Bu dilekçeyi imzalayanlar arasında salt ulusal düzeyde değil uluslararası düzeyde sanatçılar, yazarlar, gazeteciler, bilimciler, hukukçular, eski bakanlar vardır. Bunlar aydın değillerse, Türkiye’de Aydın ilinden başka aydın kalmaz.”

Dilekçede neler yer alıyordu?

Birçok aydının bir yandan imzalarıyla destek vermeye devam ettiği öte yandan yargılama sürecinde bazı imzaların geri çekildiği, 12 Eylül karanlığına karşı hatırı sayılır önemi bulunan, “Aydınlar Dilekçesi” içerisinde hangi ifadeler yer aldı?

'Akılcı yöntemlerle aydınlık geleceğe inanıyoruz'
“Türkiye’de Demokratik Düzene İlişkin Gözlem ve İstemler” başlığıyla 6 sayfa olarak hazırlanan dilekçe, Türkiye’de yaşanan ağır bunalım sürecine değinilerek, “Biz Türk aydınları, eksiklerimizin ve sorumluluğumuzun öneminin ve önceliğinin bilincindeyiz. Bu bilinç, bize toplumumuzun sağlıklı ve güvenli bir düzene geçişiyle ilgili görüşlerimizi açıklama görev ve hakkını vermektedir. Bizler toplumumuzun akılcı yöntemler kullanarak aydınlık bir geleceğe ulaşacağına coşkuyla inanıyoruz” ifadeleriyle de şu şekilde sunuldu:

'Düşünce üretmek bunalım değil toplumsal canlılığın gereği'

“Halkımız, çağdaş toplumlarda geçerli insan haklarının tümüne layıktır ve bunlara eksiksiz olarak sahip olmalıdır. Ülkemizin, insan haklarının güvenceleri yurt dışında tartışılır bir ülke durumuna düşürülmüş olmasını onur kırıcı buluyoruz. Yaşam hakkı ve insanca yaşama, örgütlü ve toplumsal varolmanın çağımızda hiçbir gerekçe ile ortadan kaldırılamayacak baş amacıdır doğal ve kutsal bir haktır. Bu hakkın anlam kazanması, düşünceyi özgürce açıklamaya, geliştirmeye ve etrafında örgütlenmeye bağlıdır. Bireylerimizin yeni ve değişik düşünce üretmelerini, gösterilmeye çalışıldığı gibi, bunalımların nedeni değil, toplumsal canlılığın gereği sayıyoruz.”

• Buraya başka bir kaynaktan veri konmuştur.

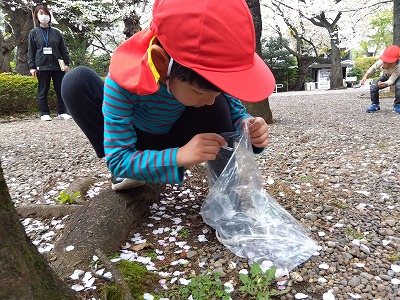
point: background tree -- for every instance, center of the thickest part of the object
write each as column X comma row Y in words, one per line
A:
column 280, row 61
column 262, row 108
column 339, row 18
column 380, row 33
column 303, row 47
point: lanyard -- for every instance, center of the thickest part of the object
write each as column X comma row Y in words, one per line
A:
column 46, row 38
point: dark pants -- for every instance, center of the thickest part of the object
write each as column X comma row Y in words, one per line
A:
column 374, row 90
column 82, row 91
column 44, row 78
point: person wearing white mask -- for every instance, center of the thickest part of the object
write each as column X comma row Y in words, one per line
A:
column 48, row 59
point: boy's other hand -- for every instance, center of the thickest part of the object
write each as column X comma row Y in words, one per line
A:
column 202, row 147
column 259, row 132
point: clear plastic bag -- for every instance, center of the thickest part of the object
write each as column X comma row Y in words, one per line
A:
column 247, row 220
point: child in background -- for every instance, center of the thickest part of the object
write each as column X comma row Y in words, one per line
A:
column 171, row 89
column 389, row 63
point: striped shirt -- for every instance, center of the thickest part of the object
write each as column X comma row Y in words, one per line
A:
column 155, row 114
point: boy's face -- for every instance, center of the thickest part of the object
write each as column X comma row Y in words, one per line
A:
column 191, row 95
column 386, row 65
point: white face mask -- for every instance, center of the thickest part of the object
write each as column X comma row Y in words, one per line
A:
column 44, row 19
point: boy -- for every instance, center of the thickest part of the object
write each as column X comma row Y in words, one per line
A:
column 171, row 89
column 389, row 63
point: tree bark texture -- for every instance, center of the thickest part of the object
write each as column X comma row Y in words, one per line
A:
column 104, row 223
column 24, row 273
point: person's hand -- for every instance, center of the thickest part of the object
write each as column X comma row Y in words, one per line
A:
column 382, row 85
column 364, row 79
column 259, row 133
column 202, row 147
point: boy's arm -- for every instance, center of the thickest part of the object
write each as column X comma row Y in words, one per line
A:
column 122, row 157
column 393, row 77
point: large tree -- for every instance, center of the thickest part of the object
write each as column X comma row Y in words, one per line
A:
column 340, row 19
column 261, row 108
column 24, row 272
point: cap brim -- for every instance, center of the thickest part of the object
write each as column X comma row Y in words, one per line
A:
column 251, row 85
column 388, row 59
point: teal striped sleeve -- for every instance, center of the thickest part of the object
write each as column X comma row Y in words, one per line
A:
column 122, row 157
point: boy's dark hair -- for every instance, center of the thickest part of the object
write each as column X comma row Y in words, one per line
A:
column 185, row 74
column 35, row 13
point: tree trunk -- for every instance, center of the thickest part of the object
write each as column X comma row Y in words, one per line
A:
column 24, row 272
column 262, row 108
column 5, row 54
column 104, row 223
column 336, row 64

'İşkence insanlığa karşı işlenen suçtur'
“İnsanların son sığınağı olan adalet, insanca yaşamın da başlıca dayanağıdır” denilen dilekçede, yargı kararı olmaksızın yurttaşların haklarının kısılması, siyasal hakların ellerden alınmasının toplumsal yıkımlara yol açacağı belirtildi. İşkencenin ise insanlığa karşı işlenen suç olduğu vurgulanan metinde şu ifadeler yer aldı:

'İşkencenin kaldırılması için önlemler alınmalıdır'

“Varlığı yasal kararlarla da kanıtlanan işkence insanlığa karşı suçtur. İşkencenin yargısız, peşin ve ilkel bir cezalandırma alışkanlığına dönüştürülmüş olmasından endişe ediyoruz. Ayrıca, özgürlüğü sınırlama amacını aşan cezaevi koşullarını da eziyet ve işkence sayıyoruz. İşkencenin büsbütün ortadan kaldırılması için gerekli önlemler alınmalıdır.”

Kapsamlı af talebi
Ölüm cezalarının kaldırılması gereğine inandıklarını ve görülmekte olan davaların bir an önce sonuçlandırılması gerektiği görüşü paylaşılan dilekçede, “Suçları oluşturan, toplumsal ve siyasal koşullardır. Türkiye'nin içinde yaşadığı çalkantılı dönemin topluma yüklediği sorumluluk unutulmamalıdır. Bu nedenlerden ötürü ve sosyal barışa katkıda bulunmak için kapsamlı bir affı kaçınılmaz görüyoruz” talebi de yer aldı.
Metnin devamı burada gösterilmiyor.